Benedict Nightingale in The Times (four stars) – “Pam Gems’ salute to the embattled life and feisty yet poignant art of Edith Piaf is sketchy, even scrappy, but then a neat, smooth play would hardly suit its defiantly unneat and unsmooth heroine … Such objections dwindle to cavils, given the quality that the Argentine actress Elena Roger brings to the role of the little sparrow with the big vibrato. Roger … comes across as a diminutive street bird who somehow manages to survive and even flourish in a world of killer cats. She exudes vulnerability yet bravado, natural warmth and generosity yet a necessary toughness. To see the sickly, ageing Piaf totter … to pelt out the inevitable ‘Non, je ne regrette rien’ … is to feel you’re seeing the last throes of the singer herself. Does it matter that she speaks in a foreign accent while the other Parisians sound all-English? Not at all. Could she be brasher, cruder, more vulgar? Maybe, a bit … Yet you don’t doubt that she was born and bred in the gutter and never forgot the fact or betrayed her origins … To hear Roger singing ‘La vie en rose’ with Katherine Kingsley’s rangy Marlene Dietrich, or even drolly delivering the mawkish ‘Jimmy Brown’ … is to feel that the sparrow has been reborn in Seven Dials.

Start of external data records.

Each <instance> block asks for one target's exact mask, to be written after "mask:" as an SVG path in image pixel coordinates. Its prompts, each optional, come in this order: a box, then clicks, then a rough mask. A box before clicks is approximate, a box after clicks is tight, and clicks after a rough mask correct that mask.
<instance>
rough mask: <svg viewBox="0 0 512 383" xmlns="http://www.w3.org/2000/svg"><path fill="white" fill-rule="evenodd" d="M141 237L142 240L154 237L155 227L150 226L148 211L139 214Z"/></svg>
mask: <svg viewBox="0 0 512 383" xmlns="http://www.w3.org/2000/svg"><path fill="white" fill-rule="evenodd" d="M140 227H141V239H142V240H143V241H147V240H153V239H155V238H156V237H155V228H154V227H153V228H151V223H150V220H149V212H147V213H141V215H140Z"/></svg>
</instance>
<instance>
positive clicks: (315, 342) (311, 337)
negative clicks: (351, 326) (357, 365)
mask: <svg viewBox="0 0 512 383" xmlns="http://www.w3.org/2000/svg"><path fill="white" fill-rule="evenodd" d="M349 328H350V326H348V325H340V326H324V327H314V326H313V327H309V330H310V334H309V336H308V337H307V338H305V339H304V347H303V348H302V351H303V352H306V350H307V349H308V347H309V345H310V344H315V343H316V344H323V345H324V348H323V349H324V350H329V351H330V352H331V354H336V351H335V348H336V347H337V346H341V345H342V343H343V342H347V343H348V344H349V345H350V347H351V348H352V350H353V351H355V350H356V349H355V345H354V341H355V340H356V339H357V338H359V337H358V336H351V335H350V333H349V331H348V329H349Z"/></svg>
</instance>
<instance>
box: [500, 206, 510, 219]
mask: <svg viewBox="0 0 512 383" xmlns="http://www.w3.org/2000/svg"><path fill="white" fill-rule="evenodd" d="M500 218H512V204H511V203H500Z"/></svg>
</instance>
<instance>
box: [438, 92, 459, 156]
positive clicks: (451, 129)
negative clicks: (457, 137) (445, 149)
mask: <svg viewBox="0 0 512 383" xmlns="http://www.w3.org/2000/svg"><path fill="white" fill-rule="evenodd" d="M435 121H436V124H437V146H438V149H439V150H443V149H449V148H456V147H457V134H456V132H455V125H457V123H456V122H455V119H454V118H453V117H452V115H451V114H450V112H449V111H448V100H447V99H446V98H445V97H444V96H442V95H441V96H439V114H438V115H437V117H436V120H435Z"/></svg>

Patrick Marmion in the Daily Mail – “The Donmar Warehouse strikes gold more often than Michael Phelps. So here comes another hit, already sold out and fully toned up for a West End transfer. It's a revival of Pam Gems' hymn to the Parisian chanteuse Edith Piaf - the Little Sparrow … It's not too adventurous, but it is soundly entertaining. The play hinges on great casting in the title role and in Elena Roger they may have found someone who seems genetically destined to play the part of the tiny, gutsy street hooker turned cabaret singer. Piaf boasted that she was born on a pavement … and her voice certainly puts the gutter into guttural. The rest of her life was scarcely less chaotic … Pam Gems' reworking of her play 30 years after it premiered at the RSC sheds some of the chaotic biographical detail to create a more fluid narrative … There is some question whether Elena Roger is really rough enough. Despite throwing herself into Piaf's cruel, sexually voracious persona, her speaking voice hasn't seen enough Gauloises … Roger has Piaf's Chaplinesque waddle, and as her final rendition of 'Non, je ne regrette rien' shows, she can match the mellifluous sewer of Piaf's singing voice.”